We needed to wait for desserts to be prepared but they were both well worth waiting for. A light treacle soufflé was a perfect consistency and came accompanied by malted milk ice cream. The other plate brought a chocolate fondant, oozing with a rich sauce which contrasted well with slightly salted caramel and a pistachio ice cream. Absolutely the sort of desserts you want to eat at a place like this.
It had been three years since we’d last eaten here. It isn’t somewhere you’d want to come very regularly but three years is far too long. This really is good cooking.
Posted 21 December 2011 - 08:31 AM
Posted 21 December 2011 - 09:05 AM
It's a still a place where most men were wearing jackets but I never feel out of place in shirt and chinos, which is as formal as I ever get.
Posted 01 February 2012 - 03:25 PM
The city may well have had a significant Italian community for 150 years, but they have had minimal impact on the local restaurant scene. San Carlo is an import – one of the branches of the Birmingham based mini-chain – and it’s now certainly one of the fashionable destinations in the city. The place was packed with Manc glitterati. There were a couple of famous faces. And a goodly number of footballers’ wives – either real or wannabe. It was noisy – this is not a place for an intimate dinner for two, not least as you’d have to keep saying “Eh?” to each other. Conversation for a group larger than two might be really difficult.
In the way of many Italian places, the menu is long. Perhaps overly long for them to pull off really good food all the time. But they manage pretty well.

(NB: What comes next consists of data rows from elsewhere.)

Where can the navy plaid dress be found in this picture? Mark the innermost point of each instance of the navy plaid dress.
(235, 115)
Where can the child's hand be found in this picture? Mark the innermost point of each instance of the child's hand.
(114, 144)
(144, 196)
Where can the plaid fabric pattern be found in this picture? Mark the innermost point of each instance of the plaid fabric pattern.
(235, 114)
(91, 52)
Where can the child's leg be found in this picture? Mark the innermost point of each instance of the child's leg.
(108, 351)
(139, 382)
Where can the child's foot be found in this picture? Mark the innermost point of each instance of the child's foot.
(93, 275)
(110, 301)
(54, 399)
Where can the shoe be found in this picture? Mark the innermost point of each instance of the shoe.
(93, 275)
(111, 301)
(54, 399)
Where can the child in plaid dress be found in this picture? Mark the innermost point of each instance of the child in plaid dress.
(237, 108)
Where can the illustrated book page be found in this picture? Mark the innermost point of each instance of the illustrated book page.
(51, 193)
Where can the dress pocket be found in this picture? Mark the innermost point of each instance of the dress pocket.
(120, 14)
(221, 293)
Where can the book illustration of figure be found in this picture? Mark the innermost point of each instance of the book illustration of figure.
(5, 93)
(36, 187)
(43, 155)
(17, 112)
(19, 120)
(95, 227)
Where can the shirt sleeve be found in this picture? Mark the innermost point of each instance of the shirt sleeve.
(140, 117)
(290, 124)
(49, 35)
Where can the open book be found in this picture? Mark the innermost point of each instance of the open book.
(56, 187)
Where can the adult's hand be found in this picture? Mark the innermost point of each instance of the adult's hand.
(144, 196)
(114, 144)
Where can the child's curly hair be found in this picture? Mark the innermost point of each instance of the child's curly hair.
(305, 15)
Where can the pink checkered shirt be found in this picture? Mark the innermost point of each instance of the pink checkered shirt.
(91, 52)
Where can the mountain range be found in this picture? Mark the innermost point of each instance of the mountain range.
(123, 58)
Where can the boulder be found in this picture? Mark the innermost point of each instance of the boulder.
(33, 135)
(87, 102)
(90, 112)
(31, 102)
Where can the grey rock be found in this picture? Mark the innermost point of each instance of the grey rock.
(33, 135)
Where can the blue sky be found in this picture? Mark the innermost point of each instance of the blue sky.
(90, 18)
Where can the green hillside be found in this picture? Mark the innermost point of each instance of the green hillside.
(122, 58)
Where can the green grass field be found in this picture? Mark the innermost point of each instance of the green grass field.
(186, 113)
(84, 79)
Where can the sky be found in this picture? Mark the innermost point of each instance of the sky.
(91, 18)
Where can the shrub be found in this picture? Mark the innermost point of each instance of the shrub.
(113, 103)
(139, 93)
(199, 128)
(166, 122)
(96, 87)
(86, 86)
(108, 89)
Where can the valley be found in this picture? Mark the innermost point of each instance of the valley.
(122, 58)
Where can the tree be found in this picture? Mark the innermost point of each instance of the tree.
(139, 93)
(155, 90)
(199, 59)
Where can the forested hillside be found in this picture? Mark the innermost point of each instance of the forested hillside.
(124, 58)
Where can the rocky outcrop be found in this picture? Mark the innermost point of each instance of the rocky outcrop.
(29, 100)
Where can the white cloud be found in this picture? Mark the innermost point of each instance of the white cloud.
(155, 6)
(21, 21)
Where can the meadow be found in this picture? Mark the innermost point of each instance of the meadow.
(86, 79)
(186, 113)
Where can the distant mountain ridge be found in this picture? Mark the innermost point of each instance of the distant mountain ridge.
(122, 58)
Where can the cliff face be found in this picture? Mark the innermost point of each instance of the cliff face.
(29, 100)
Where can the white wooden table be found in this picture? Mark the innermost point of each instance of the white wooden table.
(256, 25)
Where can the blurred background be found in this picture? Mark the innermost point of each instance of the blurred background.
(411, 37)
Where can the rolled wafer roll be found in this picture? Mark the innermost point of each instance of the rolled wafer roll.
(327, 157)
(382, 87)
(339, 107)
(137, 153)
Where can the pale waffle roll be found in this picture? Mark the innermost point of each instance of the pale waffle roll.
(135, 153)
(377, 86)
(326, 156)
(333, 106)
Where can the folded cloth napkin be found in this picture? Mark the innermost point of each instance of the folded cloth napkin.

There was a starter of mozzarella en carozza – a fried cheese sandwich by any other name. Good flavours, good texture, although the anchovy sauce was a mere arty drizzle across the plate. There needed to be more. Much more – but then it wouldn’t have looked so pretty. I’d ordered sausages – well, of course I had. Two big meaty ones; a decent coating of a tomato sauce, flavoursome with a little kick of chilli in there. And a dainty square of fried polenta – a bit too thin and crispy, to my mind.
Mozzarella cropped up again in my main course – veal parmigiana. Thin pieces of veal, briefly fried and interleaved on the plate with cheese and ham. Herself had ordered what proved to be the better of the two dishes. Slices of very decent fillet steak sat on a heap of rocket, dressed with a brandy and balsamic reduction. Dead simple; dead good. We shared some green beans which were nicely slightly underdone and some sauté potatoes which were not nicely slightly underdone.

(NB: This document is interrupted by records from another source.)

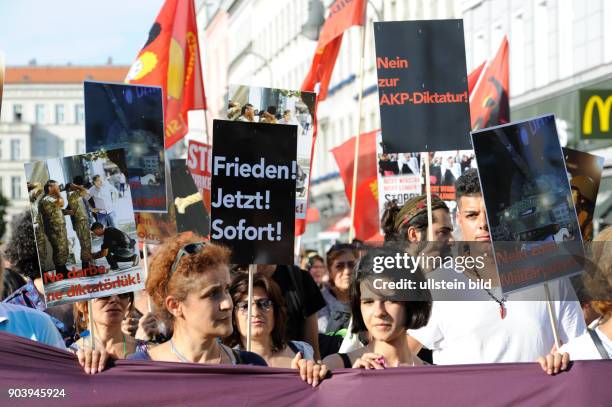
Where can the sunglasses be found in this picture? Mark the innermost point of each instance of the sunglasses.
(263, 304)
(121, 296)
(341, 265)
(191, 248)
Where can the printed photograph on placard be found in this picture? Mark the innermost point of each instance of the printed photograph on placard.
(399, 177)
(531, 217)
(84, 226)
(584, 171)
(191, 213)
(130, 117)
(279, 106)
(444, 169)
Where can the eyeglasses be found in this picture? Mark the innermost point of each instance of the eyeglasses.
(263, 304)
(341, 265)
(121, 296)
(191, 248)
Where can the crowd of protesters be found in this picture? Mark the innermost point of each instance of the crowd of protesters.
(323, 317)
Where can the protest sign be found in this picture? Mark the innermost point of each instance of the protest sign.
(253, 191)
(584, 171)
(68, 197)
(444, 169)
(190, 211)
(199, 163)
(130, 117)
(532, 222)
(399, 177)
(280, 106)
(153, 227)
(422, 86)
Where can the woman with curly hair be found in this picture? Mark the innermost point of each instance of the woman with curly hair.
(189, 283)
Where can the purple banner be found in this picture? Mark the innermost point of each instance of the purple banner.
(28, 365)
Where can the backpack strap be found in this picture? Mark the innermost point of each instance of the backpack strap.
(598, 344)
(237, 356)
(345, 360)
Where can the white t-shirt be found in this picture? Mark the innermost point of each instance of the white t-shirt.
(583, 347)
(462, 332)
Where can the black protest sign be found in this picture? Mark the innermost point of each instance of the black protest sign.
(532, 222)
(422, 86)
(253, 191)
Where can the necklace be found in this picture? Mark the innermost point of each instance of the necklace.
(502, 308)
(181, 357)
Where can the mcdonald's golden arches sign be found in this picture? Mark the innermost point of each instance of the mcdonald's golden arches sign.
(595, 114)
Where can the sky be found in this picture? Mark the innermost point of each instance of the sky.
(82, 32)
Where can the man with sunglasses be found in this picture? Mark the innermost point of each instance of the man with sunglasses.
(116, 246)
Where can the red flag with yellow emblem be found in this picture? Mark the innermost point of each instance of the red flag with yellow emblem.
(171, 59)
(489, 100)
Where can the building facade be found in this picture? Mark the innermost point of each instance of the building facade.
(42, 117)
(261, 43)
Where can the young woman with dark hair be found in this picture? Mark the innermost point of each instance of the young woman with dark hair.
(384, 318)
(268, 319)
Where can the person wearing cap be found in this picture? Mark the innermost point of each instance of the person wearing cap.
(409, 223)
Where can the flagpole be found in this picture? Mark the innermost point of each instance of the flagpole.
(359, 129)
(428, 193)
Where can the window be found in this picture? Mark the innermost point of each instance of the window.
(517, 55)
(541, 44)
(78, 114)
(17, 112)
(60, 148)
(80, 147)
(59, 114)
(40, 113)
(16, 187)
(15, 150)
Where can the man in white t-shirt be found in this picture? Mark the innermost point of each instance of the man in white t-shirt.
(463, 332)
(104, 196)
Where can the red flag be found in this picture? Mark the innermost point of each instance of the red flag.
(343, 15)
(489, 100)
(474, 76)
(366, 209)
(171, 59)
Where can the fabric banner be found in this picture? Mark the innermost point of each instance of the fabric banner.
(532, 221)
(26, 366)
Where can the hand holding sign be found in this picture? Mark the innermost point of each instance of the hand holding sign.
(253, 190)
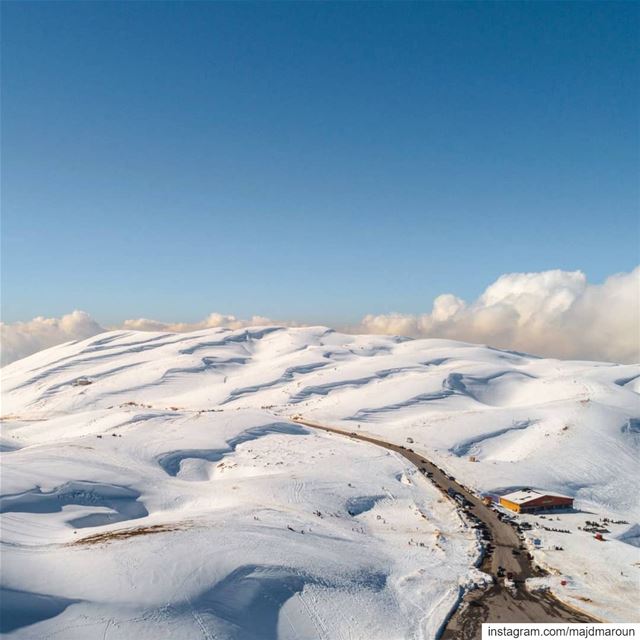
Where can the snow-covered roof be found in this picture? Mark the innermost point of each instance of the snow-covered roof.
(525, 495)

No dessert. Coffee was fine and was served with some lovely shards of sweet pastry dusted with icing sugar.
Service had been spot-on and the only criticism was a billing fault. They had charged us for each having two starters. Quickly rectified with an apology. Call me suspicious but I wonder how often this occurs?

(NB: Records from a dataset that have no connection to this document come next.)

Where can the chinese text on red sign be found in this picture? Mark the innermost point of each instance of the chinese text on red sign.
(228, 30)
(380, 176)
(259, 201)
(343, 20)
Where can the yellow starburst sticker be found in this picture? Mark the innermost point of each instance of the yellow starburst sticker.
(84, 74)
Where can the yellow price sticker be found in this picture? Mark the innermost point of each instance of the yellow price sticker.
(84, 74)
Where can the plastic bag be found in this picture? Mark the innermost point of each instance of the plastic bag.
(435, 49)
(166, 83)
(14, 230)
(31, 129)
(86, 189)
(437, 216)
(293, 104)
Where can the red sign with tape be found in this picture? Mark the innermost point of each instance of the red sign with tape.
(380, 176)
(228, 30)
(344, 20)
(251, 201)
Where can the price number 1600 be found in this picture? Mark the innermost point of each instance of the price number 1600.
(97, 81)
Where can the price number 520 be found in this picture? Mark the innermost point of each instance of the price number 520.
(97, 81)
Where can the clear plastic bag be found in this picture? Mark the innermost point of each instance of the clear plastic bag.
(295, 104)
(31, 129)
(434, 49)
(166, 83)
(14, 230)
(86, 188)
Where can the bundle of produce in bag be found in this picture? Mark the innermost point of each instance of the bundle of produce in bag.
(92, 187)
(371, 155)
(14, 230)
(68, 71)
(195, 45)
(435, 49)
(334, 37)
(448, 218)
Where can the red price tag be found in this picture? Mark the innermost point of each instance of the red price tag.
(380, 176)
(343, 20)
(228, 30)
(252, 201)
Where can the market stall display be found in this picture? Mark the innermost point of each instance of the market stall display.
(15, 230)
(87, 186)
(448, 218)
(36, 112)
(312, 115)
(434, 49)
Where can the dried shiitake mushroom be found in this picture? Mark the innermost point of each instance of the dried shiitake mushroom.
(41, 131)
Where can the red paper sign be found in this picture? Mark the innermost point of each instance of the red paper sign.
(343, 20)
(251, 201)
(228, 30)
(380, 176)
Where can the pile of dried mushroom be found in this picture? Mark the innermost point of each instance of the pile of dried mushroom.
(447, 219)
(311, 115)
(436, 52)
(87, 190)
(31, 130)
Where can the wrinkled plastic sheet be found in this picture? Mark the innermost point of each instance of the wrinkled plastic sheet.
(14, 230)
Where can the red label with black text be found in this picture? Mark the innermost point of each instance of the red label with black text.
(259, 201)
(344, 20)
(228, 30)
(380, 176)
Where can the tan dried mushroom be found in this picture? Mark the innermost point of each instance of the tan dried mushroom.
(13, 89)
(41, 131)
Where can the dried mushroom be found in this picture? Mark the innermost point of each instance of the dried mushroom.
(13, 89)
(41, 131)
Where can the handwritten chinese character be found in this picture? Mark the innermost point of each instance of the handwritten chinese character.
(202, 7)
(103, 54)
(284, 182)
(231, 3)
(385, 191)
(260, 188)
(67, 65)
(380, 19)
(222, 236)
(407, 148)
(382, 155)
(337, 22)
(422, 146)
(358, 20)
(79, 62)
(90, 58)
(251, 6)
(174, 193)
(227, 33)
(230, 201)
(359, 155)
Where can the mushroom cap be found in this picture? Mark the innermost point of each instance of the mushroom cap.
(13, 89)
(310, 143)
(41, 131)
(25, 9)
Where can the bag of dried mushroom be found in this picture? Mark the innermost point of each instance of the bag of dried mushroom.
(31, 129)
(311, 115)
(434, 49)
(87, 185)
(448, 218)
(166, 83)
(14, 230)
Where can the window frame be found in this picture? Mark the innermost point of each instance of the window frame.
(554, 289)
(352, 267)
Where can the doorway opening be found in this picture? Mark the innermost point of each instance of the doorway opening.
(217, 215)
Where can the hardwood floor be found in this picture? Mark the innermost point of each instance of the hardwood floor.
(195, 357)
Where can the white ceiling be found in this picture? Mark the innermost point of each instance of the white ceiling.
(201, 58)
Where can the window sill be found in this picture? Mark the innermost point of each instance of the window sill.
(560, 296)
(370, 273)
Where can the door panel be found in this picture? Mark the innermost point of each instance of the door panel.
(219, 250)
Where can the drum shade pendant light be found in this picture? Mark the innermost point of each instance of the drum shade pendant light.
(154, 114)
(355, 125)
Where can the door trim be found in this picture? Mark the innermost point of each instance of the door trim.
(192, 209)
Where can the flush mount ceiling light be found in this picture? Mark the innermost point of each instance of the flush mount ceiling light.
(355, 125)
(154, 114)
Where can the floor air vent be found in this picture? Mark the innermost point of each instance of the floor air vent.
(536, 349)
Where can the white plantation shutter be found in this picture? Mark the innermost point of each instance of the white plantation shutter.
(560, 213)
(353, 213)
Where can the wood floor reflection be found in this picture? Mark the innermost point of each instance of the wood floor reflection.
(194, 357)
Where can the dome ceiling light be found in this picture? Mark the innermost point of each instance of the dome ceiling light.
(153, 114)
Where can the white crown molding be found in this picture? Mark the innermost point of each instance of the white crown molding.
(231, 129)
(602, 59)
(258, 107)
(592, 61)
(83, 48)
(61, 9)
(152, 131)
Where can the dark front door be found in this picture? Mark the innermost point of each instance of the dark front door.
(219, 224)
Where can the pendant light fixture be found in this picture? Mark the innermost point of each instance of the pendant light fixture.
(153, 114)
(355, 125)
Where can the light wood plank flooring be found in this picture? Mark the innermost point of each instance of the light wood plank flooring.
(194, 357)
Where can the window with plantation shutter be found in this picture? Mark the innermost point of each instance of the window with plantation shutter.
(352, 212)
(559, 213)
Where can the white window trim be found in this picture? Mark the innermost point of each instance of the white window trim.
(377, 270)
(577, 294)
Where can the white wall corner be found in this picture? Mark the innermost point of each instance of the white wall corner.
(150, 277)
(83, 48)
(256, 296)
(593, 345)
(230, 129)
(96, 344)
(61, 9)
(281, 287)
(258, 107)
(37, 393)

Certainly pleased to have eaten at San Carlo (even though its baby brother Chiccetti, on the opposite side of the road, is getting all the current play). However, this isn’t my sort of preferred gaff and I’d be in no rush to return. Wannabe glitterati will love it.
Posted 13 February 2012 - 08:30 AM
Priced at £21, that sounds OK for London but pricy for round here. Unless, of course, someone tells me quality makes it worthwhile. Presumably it'll compete with the almost adjacent Jamie's Italian.